In fairness I did also drop my sunset/sunrise from 30 mins to 15 mins. I'm also slightly concerned that because of the spray bar position (which I have little choice about) half the tank is in a raging torrent, and the other half is a quiet backwater. Curiously the filter intake which I thought would generate some of the biggest current seems relatively quiet. The brown diatoms are only growing where the flow is gentle, so I'm experimenting with positioning of an airstone to change the hydrodynamics and get more of a flow at the quiet end. And I found a fabulous quote on a "what eats algae" web page at practicalfishkeeping.co.uk: "Though some fish (like Otocinclus) will eat it, the paradox is that brown algae will almost always indicate a tank too immature to keep them. Clean and wait, and eventually the algae will go."

In the marginally longer term I'm considering the first invited occupants (to join the uninvited Ramshorn snails, Planaria and Cyclops Copepods). I'm thinking shrimp. Cherry or Amano.

Amano: Pros - resilient. Cons.
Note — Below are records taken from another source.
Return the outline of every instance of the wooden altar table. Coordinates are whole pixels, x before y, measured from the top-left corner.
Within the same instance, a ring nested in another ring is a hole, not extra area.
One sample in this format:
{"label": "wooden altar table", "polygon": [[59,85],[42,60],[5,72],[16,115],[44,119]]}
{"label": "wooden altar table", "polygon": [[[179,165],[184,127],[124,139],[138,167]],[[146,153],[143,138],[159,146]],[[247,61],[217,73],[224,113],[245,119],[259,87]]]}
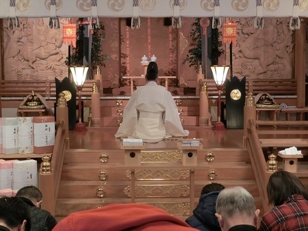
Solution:
{"label": "wooden altar table", "polygon": [[28,113],[38,113],[38,116],[44,116],[46,109],[17,109],[17,113],[20,114],[21,117],[28,116]]}
{"label": "wooden altar table", "polygon": [[[125,77],[123,76],[122,78],[123,79],[129,79],[131,81],[131,94],[133,92],[133,80],[134,79],[144,79],[144,76],[129,76],[129,77]],[[166,90],[168,91],[168,79],[175,79],[177,77],[175,76],[162,76],[159,77],[159,79],[165,79],[165,87]]]}
{"label": "wooden altar table", "polygon": [[290,120],[290,113],[299,113],[299,118],[296,120],[303,121],[305,120],[305,113],[308,113],[308,108],[286,108],[285,109],[281,109],[281,112],[285,113],[285,120]]}

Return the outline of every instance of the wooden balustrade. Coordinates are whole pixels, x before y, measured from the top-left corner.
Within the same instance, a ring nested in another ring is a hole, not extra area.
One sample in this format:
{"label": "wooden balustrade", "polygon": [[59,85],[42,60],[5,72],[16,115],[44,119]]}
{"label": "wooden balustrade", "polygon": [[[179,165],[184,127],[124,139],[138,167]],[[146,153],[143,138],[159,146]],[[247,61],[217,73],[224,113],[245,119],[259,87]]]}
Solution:
{"label": "wooden balustrade", "polygon": [[51,157],[51,172],[42,173],[42,169],[39,174],[39,187],[44,195],[42,208],[52,214],[55,214],[55,202],[59,190],[59,184],[62,172],[63,160],[66,150],[65,126],[63,121],[57,124],[55,146]]}
{"label": "wooden balustrade", "polygon": [[246,148],[251,158],[263,208],[264,213],[266,213],[272,208],[268,205],[266,193],[266,185],[271,172],[267,171],[266,161],[264,159],[262,148],[260,146],[256,126],[253,120],[249,120],[249,126],[247,128]]}
{"label": "wooden balustrade", "polygon": [[[218,95],[218,91],[214,79],[205,79],[209,95]],[[94,80],[87,79],[84,85],[81,96],[90,96]],[[271,95],[296,95],[296,79],[269,79],[246,81],[247,92],[254,95],[267,92]],[[55,83],[49,80],[0,81],[1,97],[25,97],[31,91],[43,97],[55,97]]]}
I would be carrying out mass child genocide through inaction were they to spawn,
Cherry: Pros - beautiful; will multiply to match available food. Cons. Not so resilient, small and therefore compatible with fewer fish.

I think on balance next weekend might be Amano weekend.
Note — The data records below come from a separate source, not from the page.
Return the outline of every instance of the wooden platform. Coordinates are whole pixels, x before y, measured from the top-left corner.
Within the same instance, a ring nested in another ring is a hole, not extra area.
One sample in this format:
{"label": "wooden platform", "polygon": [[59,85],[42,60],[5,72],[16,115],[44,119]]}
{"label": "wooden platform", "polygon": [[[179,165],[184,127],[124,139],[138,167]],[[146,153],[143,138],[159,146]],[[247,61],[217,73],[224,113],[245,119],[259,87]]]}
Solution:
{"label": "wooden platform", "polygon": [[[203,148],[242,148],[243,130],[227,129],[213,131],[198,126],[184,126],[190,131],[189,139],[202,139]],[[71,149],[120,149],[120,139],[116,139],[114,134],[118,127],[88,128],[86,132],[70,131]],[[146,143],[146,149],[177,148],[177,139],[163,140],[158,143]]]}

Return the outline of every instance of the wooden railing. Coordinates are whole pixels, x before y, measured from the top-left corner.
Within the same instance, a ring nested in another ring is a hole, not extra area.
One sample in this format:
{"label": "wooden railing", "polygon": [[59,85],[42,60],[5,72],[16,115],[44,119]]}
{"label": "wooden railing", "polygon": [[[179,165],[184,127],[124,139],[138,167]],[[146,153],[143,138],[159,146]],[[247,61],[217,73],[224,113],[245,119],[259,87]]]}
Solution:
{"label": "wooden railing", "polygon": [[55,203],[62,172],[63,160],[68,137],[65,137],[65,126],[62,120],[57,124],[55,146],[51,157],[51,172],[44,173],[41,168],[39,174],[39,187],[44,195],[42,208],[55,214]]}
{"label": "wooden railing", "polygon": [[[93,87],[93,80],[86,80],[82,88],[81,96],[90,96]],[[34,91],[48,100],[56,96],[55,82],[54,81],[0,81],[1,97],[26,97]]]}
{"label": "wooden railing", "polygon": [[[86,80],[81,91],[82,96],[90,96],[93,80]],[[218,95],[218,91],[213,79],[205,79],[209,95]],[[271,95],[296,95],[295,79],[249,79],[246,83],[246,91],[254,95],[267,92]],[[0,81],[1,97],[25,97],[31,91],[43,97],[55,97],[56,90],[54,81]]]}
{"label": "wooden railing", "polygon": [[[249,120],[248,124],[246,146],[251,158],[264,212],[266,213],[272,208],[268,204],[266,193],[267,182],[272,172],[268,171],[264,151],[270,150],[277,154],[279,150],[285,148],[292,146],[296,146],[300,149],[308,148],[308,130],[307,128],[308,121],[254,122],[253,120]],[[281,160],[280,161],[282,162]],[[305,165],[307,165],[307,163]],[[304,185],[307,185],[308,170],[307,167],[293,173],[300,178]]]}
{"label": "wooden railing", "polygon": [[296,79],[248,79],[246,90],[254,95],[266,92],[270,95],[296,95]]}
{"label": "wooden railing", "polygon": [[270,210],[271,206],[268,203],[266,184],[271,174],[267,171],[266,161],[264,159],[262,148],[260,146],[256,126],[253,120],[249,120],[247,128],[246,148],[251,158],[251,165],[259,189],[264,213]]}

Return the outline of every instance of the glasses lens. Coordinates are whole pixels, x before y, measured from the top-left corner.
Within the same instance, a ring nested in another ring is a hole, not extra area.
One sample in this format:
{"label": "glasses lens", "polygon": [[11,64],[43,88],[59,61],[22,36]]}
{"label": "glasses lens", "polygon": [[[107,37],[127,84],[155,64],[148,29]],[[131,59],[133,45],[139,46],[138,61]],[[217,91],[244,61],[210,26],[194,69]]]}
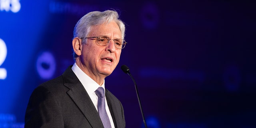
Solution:
{"label": "glasses lens", "polygon": [[120,49],[124,48],[126,44],[125,41],[124,41],[124,40],[121,39],[118,39],[114,40],[114,41],[116,47]]}
{"label": "glasses lens", "polygon": [[100,45],[104,45],[106,46],[108,44],[108,39],[107,37],[103,36],[100,36],[98,38],[98,43],[99,43]]}

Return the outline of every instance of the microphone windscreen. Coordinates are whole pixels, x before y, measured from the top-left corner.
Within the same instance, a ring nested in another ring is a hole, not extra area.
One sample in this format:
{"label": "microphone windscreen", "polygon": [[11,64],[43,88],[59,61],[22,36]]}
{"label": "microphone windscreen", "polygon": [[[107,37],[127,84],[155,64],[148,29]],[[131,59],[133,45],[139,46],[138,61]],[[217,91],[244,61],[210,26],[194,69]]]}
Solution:
{"label": "microphone windscreen", "polygon": [[130,69],[125,65],[122,65],[122,66],[121,66],[121,69],[122,69],[122,70],[125,73],[128,73],[130,72]]}

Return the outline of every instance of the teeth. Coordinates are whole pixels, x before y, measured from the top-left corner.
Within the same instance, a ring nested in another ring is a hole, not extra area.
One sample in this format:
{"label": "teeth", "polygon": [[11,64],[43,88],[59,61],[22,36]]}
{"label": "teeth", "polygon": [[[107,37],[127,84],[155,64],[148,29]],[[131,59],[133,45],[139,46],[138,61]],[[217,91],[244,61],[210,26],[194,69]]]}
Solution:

Sept 17- Filamentous diatoms_IMGP6519.jpg Sept 17- Filamentous diatoms_IMGP6522.jpg

13-Sept Brown Algae, I think_IMGP6510.jpg
 
Tank update.
I've been surfing the journals and looking at all the amazing tanks people have created. I have been in equal parts filled with envy and inspired. It's worth observing that I haven't got an artistic bone in my body. When I was a kid I drew a picture of a house and my art teacher thought it was a portrait of my mum. So I am never going to be a proto-Amano. But I did conclude that my tank was lacking in height. I had this leftover piece of driftwood that didn't fit because I'd been thinking in terms of length not height. I tried it for size; it was great but a bit unstable. Needed a few rocks to shore it up. Also in my battle against algae I have decided to supplement the toothbrush with more plants to help outcompete the filamentous diatoms.
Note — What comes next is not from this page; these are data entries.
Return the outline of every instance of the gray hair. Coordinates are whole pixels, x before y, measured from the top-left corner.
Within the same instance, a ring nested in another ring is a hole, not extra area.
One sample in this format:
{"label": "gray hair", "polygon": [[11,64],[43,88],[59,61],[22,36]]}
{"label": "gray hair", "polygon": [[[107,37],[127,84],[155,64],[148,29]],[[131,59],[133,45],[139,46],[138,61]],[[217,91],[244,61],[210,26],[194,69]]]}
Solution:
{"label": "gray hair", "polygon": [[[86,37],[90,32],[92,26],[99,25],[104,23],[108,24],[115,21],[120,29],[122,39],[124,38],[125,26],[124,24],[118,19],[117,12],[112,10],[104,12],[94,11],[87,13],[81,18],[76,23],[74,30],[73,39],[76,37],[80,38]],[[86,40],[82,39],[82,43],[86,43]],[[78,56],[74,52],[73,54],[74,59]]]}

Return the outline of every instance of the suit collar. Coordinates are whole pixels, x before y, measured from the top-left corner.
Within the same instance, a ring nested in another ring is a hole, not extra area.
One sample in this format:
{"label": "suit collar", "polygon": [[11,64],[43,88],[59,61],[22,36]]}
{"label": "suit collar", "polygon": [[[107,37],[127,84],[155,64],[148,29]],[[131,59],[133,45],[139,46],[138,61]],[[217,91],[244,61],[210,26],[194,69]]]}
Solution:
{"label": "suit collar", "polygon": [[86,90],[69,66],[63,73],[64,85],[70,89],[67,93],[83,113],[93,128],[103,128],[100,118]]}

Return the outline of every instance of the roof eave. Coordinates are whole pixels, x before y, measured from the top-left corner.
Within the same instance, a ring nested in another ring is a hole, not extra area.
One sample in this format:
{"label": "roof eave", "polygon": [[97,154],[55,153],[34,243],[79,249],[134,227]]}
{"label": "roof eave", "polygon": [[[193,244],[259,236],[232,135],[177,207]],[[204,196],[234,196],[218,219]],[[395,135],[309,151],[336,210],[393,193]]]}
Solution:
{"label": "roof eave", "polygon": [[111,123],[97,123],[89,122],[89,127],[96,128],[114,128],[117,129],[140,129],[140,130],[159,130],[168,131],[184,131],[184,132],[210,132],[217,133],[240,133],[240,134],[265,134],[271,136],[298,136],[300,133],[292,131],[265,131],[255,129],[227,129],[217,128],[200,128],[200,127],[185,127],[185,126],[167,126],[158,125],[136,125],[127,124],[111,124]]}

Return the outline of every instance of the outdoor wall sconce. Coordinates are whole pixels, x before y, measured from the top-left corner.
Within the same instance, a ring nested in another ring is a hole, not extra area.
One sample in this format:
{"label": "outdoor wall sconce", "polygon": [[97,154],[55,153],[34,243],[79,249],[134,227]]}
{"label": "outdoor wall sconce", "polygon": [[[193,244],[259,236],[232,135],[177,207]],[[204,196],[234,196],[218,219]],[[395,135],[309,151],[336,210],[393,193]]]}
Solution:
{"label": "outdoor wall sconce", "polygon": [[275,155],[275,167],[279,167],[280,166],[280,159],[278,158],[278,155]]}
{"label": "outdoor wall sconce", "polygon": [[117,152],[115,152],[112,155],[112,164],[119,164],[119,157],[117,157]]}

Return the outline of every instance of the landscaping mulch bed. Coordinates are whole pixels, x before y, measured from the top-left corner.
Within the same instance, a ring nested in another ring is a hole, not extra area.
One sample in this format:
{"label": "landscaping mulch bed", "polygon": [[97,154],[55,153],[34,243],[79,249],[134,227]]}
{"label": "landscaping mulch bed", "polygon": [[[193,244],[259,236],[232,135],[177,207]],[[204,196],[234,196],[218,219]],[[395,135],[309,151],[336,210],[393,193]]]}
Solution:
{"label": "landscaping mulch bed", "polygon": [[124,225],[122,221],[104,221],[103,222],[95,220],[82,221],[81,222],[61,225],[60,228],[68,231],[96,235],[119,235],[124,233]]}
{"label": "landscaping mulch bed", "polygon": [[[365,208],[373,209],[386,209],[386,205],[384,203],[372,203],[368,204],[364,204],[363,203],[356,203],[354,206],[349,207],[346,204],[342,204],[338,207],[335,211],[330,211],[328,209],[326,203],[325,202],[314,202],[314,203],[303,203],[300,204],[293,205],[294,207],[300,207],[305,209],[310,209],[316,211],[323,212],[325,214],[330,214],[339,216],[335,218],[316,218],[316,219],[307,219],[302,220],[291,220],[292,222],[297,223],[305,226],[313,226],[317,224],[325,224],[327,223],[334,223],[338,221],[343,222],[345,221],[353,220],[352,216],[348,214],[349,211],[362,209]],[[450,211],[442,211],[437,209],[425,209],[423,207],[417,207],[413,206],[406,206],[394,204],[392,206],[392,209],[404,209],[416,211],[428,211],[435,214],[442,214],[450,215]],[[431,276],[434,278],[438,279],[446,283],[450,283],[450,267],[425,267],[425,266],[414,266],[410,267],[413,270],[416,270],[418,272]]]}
So I popped over to Aquarium Gardens - whom I'd discovered were just round the corner, relatively speaking - where I peppered the extremely patient staff with noob questions, bought a plant or two and a couple of rocks to stabilize my piece of wood. And was further inspired by the spectacular set of tanks they run.

Back home I added the rocks and wood, shuffled a couple of things around and added the new plants. All the new plants were chosen to grow on wood or stone (is there a technical name for this?)

Picture of the updated tank below. As always I'm doing things back to front. It was only after I'd glued down all the Hygrophyla Pinnatifida that I read Tony Swinney's observation that it really doesn't like being glued. So I may have a lot of melting Pinnatifida in the next couple of weeks. I tried to attach the ones with stronger light requirement higher up the tree; we'll see how that works. And I had a go at that thing I've seen where moss lies along branches. Although that didn't work so well. I've ended up with large blobs of white superglue attached to the branch with the odd strand of moss hanging off them. Aesthetically not quite what I was aiming for.

Do other people struggle with superglue? By the time I'd finished I had superglue all over my hands, the tweezers, the tank glass, and even on my elbow.

Also when I kicked this off towards the end of August, I dutifully bought a ton of stuff that was recommended in many places. Most of which I've used, but I have a bottle of 'Fluval Biological Aquarium cleaner' that is still untouched. Largely because I have no idea what it does and the internet seems unable to tell me. There are lots of sites that wave around platitudes but no that have any real detail.

Anyhow, here it is.

September 25 Full Tank_IMGP6546.jpg

Tomorrow is cherry shrimp day. I moved away from Amano based purely on their awesomeness when I saw them in proper tanks yesterday.
 
Shrimp update.
The tank has it's first invited denizens (to add to the uninvited ones)! A baker's dozen of cherry shrimp courtesy of aquarium gardens. I used the drip method to acclimatise them and then in they went. I assumed they'd all vanish for the first few hours to recover from the trauma, but they were out, about and exploring within minutes. The guy at aquarium gardens suggest I don't feed them for a couple of weeks, and let them get on with tidying up the tank. So that's what they've been doing for the last few days. Between them and the latest round of planting they seem to have stopped, or at least massively slowed down, the encroachment of diatoms.

To date I've done everything backwards. Taken some action and then read up on what I should have done afterwards. This is no exception. Having got the cherrys, I started looking at what will go with them and discovered that, aside from corys and otos, the answer is nothing really. However this plenty of anecdotal evidence of cherrys surviving and even thriving in heavily planted tanks with lots of nooks and crannies, if they are allowed to establish their colony before potential predators are introduced. So I'm going to leave them to do just that, whilst the plants (hopefully) grow to the point where the tank is reasonably heavily planted.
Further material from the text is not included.